NASA führt entscheidende Generalprobe für Artemis-II-Mondmission aus
Die NASA führt derzeit eine entscheidende 'Wet Dress Rehearsal' mit der Space Launch System (SLS)-Rakete durch, die in Kürze vier Astronauten auf eine historische Reise um den Mond bringen soll. Dieser 49-stündige Test umfasst das Pumpen von etwa drei Millionen Litern kryogenen Treibstoffs in die Artemis-II-Rakete, bevor alles wieder abgelassen wird – eine kritische letzte Überprüfung vor dem eigentlichen Start, der für nächste Woche geplant ist.

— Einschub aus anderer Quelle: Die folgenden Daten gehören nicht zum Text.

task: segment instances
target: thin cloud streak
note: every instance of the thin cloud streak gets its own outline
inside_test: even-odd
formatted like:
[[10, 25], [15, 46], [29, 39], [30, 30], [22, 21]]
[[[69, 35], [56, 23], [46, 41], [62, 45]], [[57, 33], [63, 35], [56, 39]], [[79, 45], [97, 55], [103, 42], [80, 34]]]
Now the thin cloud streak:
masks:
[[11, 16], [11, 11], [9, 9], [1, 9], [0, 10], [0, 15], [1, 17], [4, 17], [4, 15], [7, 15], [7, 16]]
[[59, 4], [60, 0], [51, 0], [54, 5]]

'Es geht darum zu sehen, ob bei der Rakete alles gut läuft, ob es keine Lecks gibt und so weiter,' sagt Raumfahrtexperte Rob van den Berg. 'Danach wird alles wieder abgepumpt, was an sich auch ein wichtiger Test ist.'
Der letzte Countdown-Test
Die Generalprobe simuliert jeden Schritt des Startprozesses und stoppt nur 30 Sekunden vor dem simulierten Abflug. Während dieses Tests füllen Ingenieure die Rakete mit flüssigem Wasserstoff und flüssigem Sauerstoff bei Temperaturen von -253°C bzw. -183°C. Das Verfahren testet nicht nur die Treibstoffsysteme, sondern auch die komplexe Choreografie der Startoperationen auf dem Launch Complex 39B des Kennedy Space Center in Florida.
Laut NASAs Missionsblog folgt dieser Test auf frühere Probleme mit flüssigem Wasserstoffleckagen während der Artemis-I-Tests im Jahr 2022. Ingenieure haben zahlreiche Verbesserungen vorgenommen, um einen reibungslosen Ablauf zu gewährleisten.

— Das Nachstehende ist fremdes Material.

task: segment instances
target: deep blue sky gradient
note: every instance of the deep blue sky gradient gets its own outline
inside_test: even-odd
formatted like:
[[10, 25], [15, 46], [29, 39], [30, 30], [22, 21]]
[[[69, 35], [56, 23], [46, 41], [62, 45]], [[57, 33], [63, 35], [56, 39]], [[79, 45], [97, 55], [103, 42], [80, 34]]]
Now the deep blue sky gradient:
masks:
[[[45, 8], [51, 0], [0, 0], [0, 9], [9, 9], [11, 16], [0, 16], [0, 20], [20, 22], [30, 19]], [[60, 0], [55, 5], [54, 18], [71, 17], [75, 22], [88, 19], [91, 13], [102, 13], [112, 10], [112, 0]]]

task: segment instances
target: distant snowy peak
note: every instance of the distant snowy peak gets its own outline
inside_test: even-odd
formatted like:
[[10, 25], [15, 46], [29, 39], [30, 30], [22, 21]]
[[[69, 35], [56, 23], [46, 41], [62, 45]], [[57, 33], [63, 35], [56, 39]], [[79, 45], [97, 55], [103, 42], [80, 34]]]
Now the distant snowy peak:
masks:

Historische Besatzung und Missionsprofil
Die Artemis-II-Mission wird die NASA-Astronauten Reid Wiseman (Kommandant), Victor Glover (Pilot) und Christina Koch (Missionsspezialistin) sowie den kanadischen Weltraumorganisations-Astronauten Jeremy Hansen (Missionsspezialist) befördern. Diese vielfältige Besatzung repräsentiert verschiedene historische Premieren: Koch wird die erste Frau sein, die zur Mondentfernung reist, Glover die erste farbige Person und Hansen der erste Nicht-Amerikaner, der die niedrige Erdumlaufbahn für den Mond verlässt.
Die 10-tägige Mission folgt einer Freiflugbahn um den Mond und bringt die Besatzung weiter von der Erde entfernt, als Menschen je gereist sind – etwa 430.000 Kilometer auf ihrer maximalen Entfernung. 'Sie fliegen um die Rückseite des Mondes herum, was die Astronauten zu den ersten Menschen macht, die sich jemals auf der größten Entfernung von der Erde befunden haben,' erklärt Van den Berg. 'Sie machen Fotos von der Rückseite des Mondes, dann fliegen sie wieder zurück. Das ist alles Vorbereitung auf die echte Mondlandung in ein paar Jahren.'
Technische Spezifikationen und Bedeutung
Die SLS Block 1-Rakete ist 98 Meter hoch und erzeugt beim Start 8,8 Millionen Pfund Schub – leistungsstärker als die Saturn-V-Raketen aus der Apollo-Ära. Die Rakete kann 27.000 Kilogramm in einem Start zum Mond transportieren.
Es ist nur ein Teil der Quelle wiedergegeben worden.